View Full Version : Remote carrier freq confusion


tvrgeek
02-12-09, 04:33 PM
I measured the remotes from my Toshiba LCD, Fios box, Denon DVD and amp. All had a modulated pulse width of about 18us. OK, 56K. Not surprised. When I set the output on my Xantech to match, nothing worked at all. I reduced it to 36Khz, and everything works.
Anyone have a clue?

jrwhite
02-12-09, 11:21 PM
You say you measured the pulse width ... did you measure rising edge to rising edge or just the width of the pulse? What did you use to measure it?

All of the Denon's I've run across are 32Khz carriers.

Jonathan

The Robman
02-13-09, 03:05 PM
If you really want to get into IR signal formats, etc you should come over to the forums at http://www.hifi-remote.com/forums where there are plenty of experts hanging out.

And just FYI, even though 36kHz works, I bet 38kHz is a better match.

tvrgeek
02-13-09, 05:32 PM
I will try that link. Thanks Rob.

Yes, rising edge to rising edge. I used a blaster. Put a scope across it and got real close with the remotes. A bit noisy, but enough to use the LED as a photo diode. I just got the "new" scope off e-bay. Tek 2235. Maybe I should put it on my freq standard and be sure it is close.

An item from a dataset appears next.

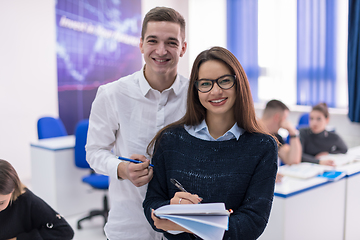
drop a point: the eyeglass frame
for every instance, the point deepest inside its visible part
(215, 81)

36K was just by "about the center of where it worked", then measured the result. If I were to stick a 10K pot inline, I could do some testing by reducing the level until it just worked and make it more sensitive to find the center range. Good project while waiting on my digital crossover.

I am waiting on Xantech to explain why covering the back side of the blasters ( blinking kind) made a big difference. I wonder if the red LED also spews out copious amounts of broad band IR and was swamping the detectors.

I am working for now. I would love to pull out the Xantech receiver and use the one built into the Toshiba TV as it is active when the TV is off. I found it sends 36K or so, not what was sent in, so it is a detector and modulator, not just a passthrough. So far, I have not convinced it to give me a nice square wave 50 feet of cable away.

jrwhite
02-14-09, 12:02 PM
If you measured 36K coming out of what I presume is your TV's IR out, then I don't think it's your scope's timebase being out of calibration. I would more likely suspect that your test jig using the IR blaster as a photodiode was displaying parasitic oscillation when excited by the remotes IR blaster.

When I've viewed any of my 'blinking' no-name IR blasters with a camcorder, they appear to just have one emitter. I suspect that they just use a led with a peak wavelength somewhere near the bottom of the visible spectrum around 700nM. The combination of the lower spectral half-width of the led, and the upper half-width of the peak detection frequency of the receiver's photo diode probably make these 'blinky' emitters work. If you 'covered' your emitter with something like electrical tape, the shiny back of the tape may have actually increased the output to your sensor through reflection. All just speculation on my part.